Politics are tricky to write about, because it's so complicated and there are so many different types, so I would suggest approaching your political storytelling much like you would approach world-building and exposition. Assume your readers don't understand most of the terms that aren't common and introduce them as such. Bettering your introduction of confusing terms will also broaden your reader audience.

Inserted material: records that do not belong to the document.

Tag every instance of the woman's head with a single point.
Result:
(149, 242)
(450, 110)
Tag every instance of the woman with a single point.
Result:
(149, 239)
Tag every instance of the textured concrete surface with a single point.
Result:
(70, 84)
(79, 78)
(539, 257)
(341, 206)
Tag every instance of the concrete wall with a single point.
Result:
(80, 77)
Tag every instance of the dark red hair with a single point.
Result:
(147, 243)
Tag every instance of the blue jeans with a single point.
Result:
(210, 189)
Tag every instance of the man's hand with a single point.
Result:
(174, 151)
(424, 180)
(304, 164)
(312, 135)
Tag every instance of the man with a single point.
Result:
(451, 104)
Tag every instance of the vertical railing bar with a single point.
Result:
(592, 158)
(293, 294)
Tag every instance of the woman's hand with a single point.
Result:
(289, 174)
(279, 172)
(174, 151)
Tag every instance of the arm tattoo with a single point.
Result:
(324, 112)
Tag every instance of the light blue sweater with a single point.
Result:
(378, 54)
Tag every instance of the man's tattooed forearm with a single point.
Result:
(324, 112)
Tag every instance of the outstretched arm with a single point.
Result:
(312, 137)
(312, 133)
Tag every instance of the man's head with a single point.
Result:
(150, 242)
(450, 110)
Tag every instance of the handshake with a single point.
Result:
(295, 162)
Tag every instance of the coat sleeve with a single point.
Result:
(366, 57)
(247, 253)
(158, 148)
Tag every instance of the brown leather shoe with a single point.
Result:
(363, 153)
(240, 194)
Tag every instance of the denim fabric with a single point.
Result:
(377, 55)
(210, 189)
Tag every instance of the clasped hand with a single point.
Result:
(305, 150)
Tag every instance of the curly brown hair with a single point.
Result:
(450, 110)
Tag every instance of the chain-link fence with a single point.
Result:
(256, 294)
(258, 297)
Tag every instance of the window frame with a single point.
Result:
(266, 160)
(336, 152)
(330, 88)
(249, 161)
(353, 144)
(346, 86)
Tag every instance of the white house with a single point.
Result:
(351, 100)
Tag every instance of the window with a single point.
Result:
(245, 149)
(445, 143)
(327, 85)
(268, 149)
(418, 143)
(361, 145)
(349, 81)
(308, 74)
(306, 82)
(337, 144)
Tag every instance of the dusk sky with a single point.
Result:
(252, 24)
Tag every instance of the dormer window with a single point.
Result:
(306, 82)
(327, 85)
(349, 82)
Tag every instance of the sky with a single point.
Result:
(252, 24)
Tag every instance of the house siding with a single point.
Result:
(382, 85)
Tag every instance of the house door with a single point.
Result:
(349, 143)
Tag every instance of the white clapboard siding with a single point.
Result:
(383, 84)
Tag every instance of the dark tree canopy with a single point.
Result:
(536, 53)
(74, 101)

Another area where your pacing could be improved is by adding in more characterization and less dialogue. Chapter one is almost completely dialogue, which gives us a lot of information about this world but not so much information about the characters. It's important to give your readers insight into who your characters are, what they like, how they feel and what they stand for before giving us too much plot. I'd suggest adding in more narration into your chapters—especially the first few—so you can establish your characters to the readers quicker.


ii. TRANSITIONS

I'm very fond of the way you begin and end chapters. You know what a good hook looks like, and you use it to your advantage in a very effective way. Your transitions between scenes are slightly more jarring (due to the lack of narration and the heavy dialogue) which sometimes made your story hard to follow. Again, fixed with more narration and special attention paid to exposition.

0 7 / 1 0


i. CHARACTERS

I do like your character descriptions because they get across a lot of information, but they still have the feel of info-dumping for the reason that they introduce most of the description all at once. Consider places where your descriptions would fit into the narration. (Again, this will fix up your flow.) In addition, try thinking of each little way you can make your characters real. What's different about them? What problems do they face? How do they feel about the dialogue/actions being carried out? All important questions to consider when building a character.


ii. SCENES

I do really like your scene description for the reason that it's simple, and I can appreciate that. However, you do tend to describe a scene, then move on, without continuously adding in details. When we write big paragraphs of description, most readers will begin to skim. If we add in little sentences in between dialogue and narration, readers won't even notice that they've received the same information without skimming. Some things to think about there.

0 7 / 1 0


i. PLOT

Political dramas are fairly rare on Wattpad, which gives them a small, very refined audience. As intriguing and exciting as your plot is to me, I'm unsure of how most readers will feel about the heavy plot. So are you boring me? No. But I think you're boring others. Perhaps you're okay with this—after all, I don't feel the need to cater to sci-fi readers in my adventure book, and you shouldn't need to cater to fantasy readers in your political genre. The problem is the action/adventure audience is huge, and the political/drama/mystery audience is not. I think you could benefit from catering to a wider audience. However, it's not necessarily essential for to change your plot at all if you're happy with your audience. I just think your book is very heavy where it stands now.


ii. TONE

Again, your heavy plot gives you a heavy tone, but you do write beautifully. I really like your style and ideas. However, the only problem I'd like to mention here is your jumping between past and present tense. Sometimes you use both verbs, often starting chapters with present tense, then morphing over to past tense. This isn't a great way to write a story, as it gets confusing and hard to follow. Try picking a tense and staying in it, as that's the best way to maintain both interest and understanding.

0 8 / 1 0


I really love the complexity of both your ideas and your storytelling. There's obviously a lot of heavy topics here, and I think you would benefit from more exposition and less dialogue. I'm not exceptional with exposition myself, but I've found the best way to get it done is to rewrite it over and over until you have it the way you like it. However, your logistics are great—just fix up those dialogue tags—and the nitty-gritty way you write is just beautiful.